24-7 first started at the Revelation Church in Chichester, West Sussex (UK), in 1999. Church members felt that God was calling them to pray, and they decided to begin a season of non-stop prayer, 24 hours a day, 7 days a week. They set aside a room in their building, which they decorated and filled with things that would get people praying. The room became a place of power, a place of incredible creativity, a place of peace and a place where people experienced the presence of God in a new way.

In the end they prayed non-stop for 2 months, and their experience challenged thousands of people around the UK to rediscover prayer.

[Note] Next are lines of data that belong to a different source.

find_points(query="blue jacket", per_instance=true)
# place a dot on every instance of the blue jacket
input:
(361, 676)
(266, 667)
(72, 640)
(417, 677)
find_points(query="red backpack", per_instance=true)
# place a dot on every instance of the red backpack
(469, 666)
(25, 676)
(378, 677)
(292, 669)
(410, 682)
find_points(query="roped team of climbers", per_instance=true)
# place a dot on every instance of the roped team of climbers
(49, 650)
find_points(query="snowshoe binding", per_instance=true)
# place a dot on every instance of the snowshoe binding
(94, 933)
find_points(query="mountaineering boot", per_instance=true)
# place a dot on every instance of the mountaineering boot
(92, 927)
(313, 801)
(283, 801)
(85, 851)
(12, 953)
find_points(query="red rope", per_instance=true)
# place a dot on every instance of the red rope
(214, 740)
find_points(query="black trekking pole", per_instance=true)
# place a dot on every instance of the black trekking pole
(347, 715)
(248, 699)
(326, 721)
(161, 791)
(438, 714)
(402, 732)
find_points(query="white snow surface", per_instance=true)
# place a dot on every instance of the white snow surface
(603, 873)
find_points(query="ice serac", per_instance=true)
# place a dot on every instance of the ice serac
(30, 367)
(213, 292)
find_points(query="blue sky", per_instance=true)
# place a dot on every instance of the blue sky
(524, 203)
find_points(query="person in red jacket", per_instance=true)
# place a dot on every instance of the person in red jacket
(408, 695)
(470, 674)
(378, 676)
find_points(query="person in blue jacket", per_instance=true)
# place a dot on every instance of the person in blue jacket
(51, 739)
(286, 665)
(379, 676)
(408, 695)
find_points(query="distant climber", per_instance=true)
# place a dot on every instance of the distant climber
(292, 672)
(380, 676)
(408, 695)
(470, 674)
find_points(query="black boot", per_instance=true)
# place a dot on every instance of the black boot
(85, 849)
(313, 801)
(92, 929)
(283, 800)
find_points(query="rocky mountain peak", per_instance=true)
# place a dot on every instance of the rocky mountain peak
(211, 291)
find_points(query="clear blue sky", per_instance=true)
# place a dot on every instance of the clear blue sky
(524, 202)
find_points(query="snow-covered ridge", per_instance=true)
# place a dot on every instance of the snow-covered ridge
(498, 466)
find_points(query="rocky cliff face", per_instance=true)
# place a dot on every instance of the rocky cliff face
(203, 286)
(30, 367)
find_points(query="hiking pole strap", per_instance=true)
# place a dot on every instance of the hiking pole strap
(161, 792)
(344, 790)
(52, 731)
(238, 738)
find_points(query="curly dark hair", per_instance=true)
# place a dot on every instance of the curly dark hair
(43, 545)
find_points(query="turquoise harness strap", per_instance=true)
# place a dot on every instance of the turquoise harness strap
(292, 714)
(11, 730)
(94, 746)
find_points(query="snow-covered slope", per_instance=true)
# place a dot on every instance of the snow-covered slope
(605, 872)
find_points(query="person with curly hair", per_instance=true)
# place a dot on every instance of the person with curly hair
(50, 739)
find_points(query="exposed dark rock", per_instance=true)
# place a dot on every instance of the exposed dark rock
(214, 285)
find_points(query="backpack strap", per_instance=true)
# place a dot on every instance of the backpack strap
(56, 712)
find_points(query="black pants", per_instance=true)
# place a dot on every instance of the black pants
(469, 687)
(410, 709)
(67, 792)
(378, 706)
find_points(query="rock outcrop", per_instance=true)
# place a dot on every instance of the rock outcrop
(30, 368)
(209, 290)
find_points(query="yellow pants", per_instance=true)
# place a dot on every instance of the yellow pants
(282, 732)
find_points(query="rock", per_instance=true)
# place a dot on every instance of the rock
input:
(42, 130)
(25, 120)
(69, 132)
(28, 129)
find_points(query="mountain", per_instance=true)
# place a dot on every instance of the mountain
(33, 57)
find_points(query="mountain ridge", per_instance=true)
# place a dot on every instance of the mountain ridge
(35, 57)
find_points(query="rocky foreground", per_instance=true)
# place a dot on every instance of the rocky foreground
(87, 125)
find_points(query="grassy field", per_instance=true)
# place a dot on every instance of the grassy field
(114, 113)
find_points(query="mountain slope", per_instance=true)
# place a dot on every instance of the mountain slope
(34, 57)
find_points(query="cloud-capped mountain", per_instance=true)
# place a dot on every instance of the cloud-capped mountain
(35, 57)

Pete Greig, a member of the Revelation Church leadership team, began to invite other churches to run weeks of 24-7, and the response was so huge that they soon came up with the idea of setting up a web site to resource the hundreds of people wanting to find out more…

24-7 is now a movement, rather than just a church project. Thousands of churches and groups in the UK have caught the vision and have prayed 24-7. The idea has also taken off internationally, with many other countries running their own 24-7 initiatives, and all over the world, people are finding that God is active, powerful and faithful.

The idea of continual, unbroken prayer is enjoying huge popularity throughout the world at the moment, but it isn't a new idea. As Christians tap into the power which is available to them in God, they are simply rediscovering what believers down the centuries have proved: that prayer is worth all the effort.

The Bible firmly endorses the idea that prayer should be a time-consuming business. The prophet Isaiah talks about the role of the watchmen:

‘They will never be silent day or night. You who call on the LORD, give yourselves no rest, and give him no rest till he establishes Jerusalem and makes her the praise of the earth.’ (Isaiah 62:6-7, NIV)

The early Christians ‘all joined together constantly in prayer’ (Acts 1:14), and named prayer as one of the core values of their new faith (Acts 2:42). As the early church began to take root and spread, prayer was very much at the centre of all that happened; it was a first resort, rather than a last resort.

Church history also provides us with several examples of communities who have made continual prayer a part of their life together. In the 18th century the monks of Bangor Abbey were well known for their 24-hour-a-day prayer vigils. In the 19th century, the Moravian community began praying "round the clock", and continued doing so for one hundred years.

In the 20th century the trend continues. 24-7 has gone international, and the movement now has bases in many different countries. And God remains faithful; wherever his people pray, he answers.